Practical Deep Learning teaches total beginners how to build the datasets and models needed to train neural networks for your own DL projects. If you’ve been curious about artificial intelligence and machine learning but didn’t know where to start, this is the book you’ve been waiting for. Focusing on the subfield of machine learning known as deep learning, it explains core concepts and gives you the foundation you need to start building your own models. Rather than simply outlining recipes for using existing toolkits, Practical Deep Learning teaches you the why of deep learning and will inspire you to explore further. All you need is basic familiarity with computer programming and high school math—the book will cover the rest. After an introduction to Python, you’ll move through key topics like how to build a good training dataset, work with the scikit-learn and Keras libraries, and evaluate your models’ performance.
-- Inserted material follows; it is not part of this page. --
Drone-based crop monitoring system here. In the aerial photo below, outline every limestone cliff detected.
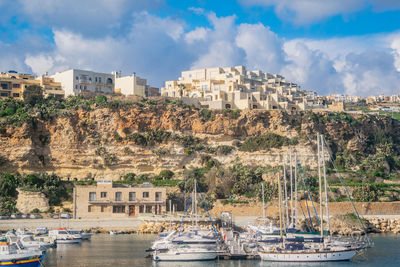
[0,104,400,180]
You’ll also learn: How to use classic machine learning models like k-Nearest Neighbors, Random Forests, and Support Vector Machines How neural networks work and how they’re trained How to use convolutional neural networks How to develop a successful deep learning model from scratch You’ll conduct experiments along the way, building to a final case study that incorporates everything you’ve learned. The perfect introduction to this dynamic, ever-expanding field, Practical Deep Learning will give you the skills and confidence to dive into your own machine learning projects.